Basis aller Teekulturen sind die
"Ur-Teepflanzen"
Thea sinensis (Chinapflanze) und Thea assamica (Assampflanze).
Tee ist nicht das, was landläufig mit
Kamillentee,
Pfefferminztee oder Fencheltee bezeichnet wird. Auch die Bezeichnung
"Früchtetee" ist eigentlich falsch. Tee ist nur das,
was aus dem Teestrauch und dessen Blättern gewonnen wird.
Dieser
Teestrauch, mit der hübschen Kamelie nahe verwandt,
wächst
in den Tropen und Subtropen, und wird in großen Plantagen
gezogen.
Wie sollte man aber nun einen "Kamillentee"
nennen? Ein
Vorschlag meinerseits: Kamillenaufguß. Aber im allgemeinen
deutschen Sprachgebrauch wird sich am Kamillentee und seinen nahen
Verwandten nichts ändern.
Früchtetee
Ein Früchtetee ist ein Aufgussgetränk aus Fruchtbestandteilen; er
enthält grundsätzlich nicht die Teeblätter einer Teepflanze,
wird aber aus sprachstilistischen Gründen selten
„Früchteaufguss“ genannt, sondern halt
Früchtetee. Für den Früchtetee werden vor allem
getrocknete Bestandteile von Früchten verarbeitet, die bei der
Saft- und Obstkonservenherstellung abfallen, z. B.Apfeltrester,
Apfelsinenschalen, in geringerem Maße auch Trockenobststückchen.

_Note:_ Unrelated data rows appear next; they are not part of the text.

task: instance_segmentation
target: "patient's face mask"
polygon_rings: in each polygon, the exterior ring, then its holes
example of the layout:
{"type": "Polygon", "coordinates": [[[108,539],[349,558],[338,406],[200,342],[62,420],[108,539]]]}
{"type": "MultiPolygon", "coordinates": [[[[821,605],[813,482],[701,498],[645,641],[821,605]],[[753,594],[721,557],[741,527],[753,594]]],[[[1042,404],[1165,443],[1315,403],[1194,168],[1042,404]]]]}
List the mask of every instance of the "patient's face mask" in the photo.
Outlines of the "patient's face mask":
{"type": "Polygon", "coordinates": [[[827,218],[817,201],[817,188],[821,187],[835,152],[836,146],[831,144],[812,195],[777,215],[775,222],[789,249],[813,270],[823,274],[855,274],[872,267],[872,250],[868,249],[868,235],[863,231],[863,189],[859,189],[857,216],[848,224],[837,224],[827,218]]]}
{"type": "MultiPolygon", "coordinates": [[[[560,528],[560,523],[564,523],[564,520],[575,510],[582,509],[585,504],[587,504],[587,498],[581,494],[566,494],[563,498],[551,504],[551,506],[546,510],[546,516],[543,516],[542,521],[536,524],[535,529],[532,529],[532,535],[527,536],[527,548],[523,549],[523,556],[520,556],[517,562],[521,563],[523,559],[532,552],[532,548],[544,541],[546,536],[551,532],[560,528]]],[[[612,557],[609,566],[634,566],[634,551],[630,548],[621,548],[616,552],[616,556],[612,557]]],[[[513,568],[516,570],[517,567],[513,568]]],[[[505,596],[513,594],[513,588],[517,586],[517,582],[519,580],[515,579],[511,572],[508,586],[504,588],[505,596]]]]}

Viele Früchtetees enthalten als Hauptbestandteil Malvenblüten (Hibiskus), Apfelstücke und Hagebutten,
die namensgebende Frucht wird dann für Teebeutel, vers.
Hersteller, in sehr geringer Menge beigefügt und in ihrer
Geschmackswirkung durch zugesetzte künstliche Aromastoffe und
Farbstoffe verstärkt. Meist schmeckt der Früchtetee nur
nach künstlichem Aroma und er übersäuert den
menschlichen Magen und Darm sehr. Es ist also kein
Qualitätsplus aus einem Teebeutel eine ganze Kanne Tee zu kochen,
sondern eher negativ.
Bei Früchtetees aus gut sortierten Teeläden
und von Teehändlern wird darauf geachtet, das in einem z.B.
Pfirsch Früchtetee auch viele Pfirsichstücke enthalten sind
und nicht nur Aroma und Farbstoffe. Dort bekommen Sie auch
Früchtees ohne Aroma und Zusatzstoffe (magenmilde oder
säurefreie Früchtetees).
Zu den "klassischen" Früchtetees gehört neben dem Apfeltee und der
Früchteteemischung noch der Holundertee, der aus Blüten und getrockneten Früchten
bestehen kann und dem eine erkältungsmindernde Wirkung nachgesagt wird.
Durch die Zugabe
verschiedener Früchte wie z. B. Holunderbeeren, Johannisbeeren, Erdbeeren,
Brombeeren, Himbeeren, Zitrone, Gewürze, Blüten, Mandeln und auch tropischen
Früchten wie z. B. Ananas, Mangos oder Papayas kann man die Palette der
Früchtetees beliebig erweitern. Rosinen oder Korinthen sorgen für eine leichte
Süße ohne Zucker, mit Orangenschalen entsteht eine angenehme feinherbe Note.
Fazit: Gehen Sie
lieber einmal mehr in einen Teeladen und lassen Sie sich gut beraten,
als auf teure bunte Schachteln mit Teebeuteln billigen Inhalts zu
setzen.
Handelsüblicher löslicher Tee "Zitronentee"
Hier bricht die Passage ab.